The endeavors of indigenous people for survival and realization of basic needs and fundamental rights has been complicated by compelling circumstances and exceptional challenges created by the homogenizing and hegemonizing nature of State. While state-formation has raised questions of legitimacy and democratic principles of consent, it continues to pursue its rule by pushing indigenous people to the margin of society. Though numerous governments have created numerous ‘special privileges and reservations’ for indigenous people; not only are they far from being implemented in the spirit of respect, but continued hostile approaches towards issues of basic human needs raises questionable doubts of intent and purpose.

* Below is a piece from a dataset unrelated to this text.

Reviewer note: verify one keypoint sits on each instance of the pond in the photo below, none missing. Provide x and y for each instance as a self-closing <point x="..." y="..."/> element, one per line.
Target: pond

In situations where various ethnicities and nationalities co-exist, the State has on one hand drawn physical boundaries that coincide and complement cultural values of its inhabitants to assert ‘internal pacification’ and ‘unity in diversity;’ whereas in cases concerning issues of ‘territorial security’ and ‘national interests’ arbitrary boundaries are created to negate the organic relationship of land as identity. The organization of territorial space and people by the State has forced situations of dependency that limits the growth of indigenous people.
It relishes on a pre-eminent position that enables her to define and establish parameters of state-indigenous relationship. For instance, the state has the capability of diverting a state-people conflict to a conflict between and amongst indigenous peoples. Such conflicts simultaneously deprive them the practical means of communicating effectively with each other independently of the state. Furthermore, the State always claims and projects itself as a ‘neutral’ and ‘impartial’ arbitrator expressing the necessity of self-auditing by instituting enquiry commissions.
The State lives on the basis of what it does and what it promises to do and projects itself as sensitive with self-reflection through auditing mechanisms. This stance enables it to strengthen the credibility and legitimacy to its present existence. The unwillingness to acknowledge existing conflicts of interests and aspirations between state and indigenous people poses a problem in the framing of contentious issues itself. This is depriving possible and available options in dealing with the situation.
Lack of any credible negotiating forum, failed peace accords and continued attempts by the State to use negotiating opportunities to dominate rather than foster understanding has created distrust amongst indigenous peoples. This causes a perception that they will be forced to accept unwanted compromises in the face of vast power imbalances. Almost all peace accords have resulted in disintegration of not only the resistance but the respective communities and societies involved in them. The agenda of the State to legitimize its hegemonic claim over indigenous peoples in a given space by way of ‘domination through negotiation’ has created an environment of suspicion that does not allow the existence of conducive space that is required for peaceful democratic settlement between state and peoples.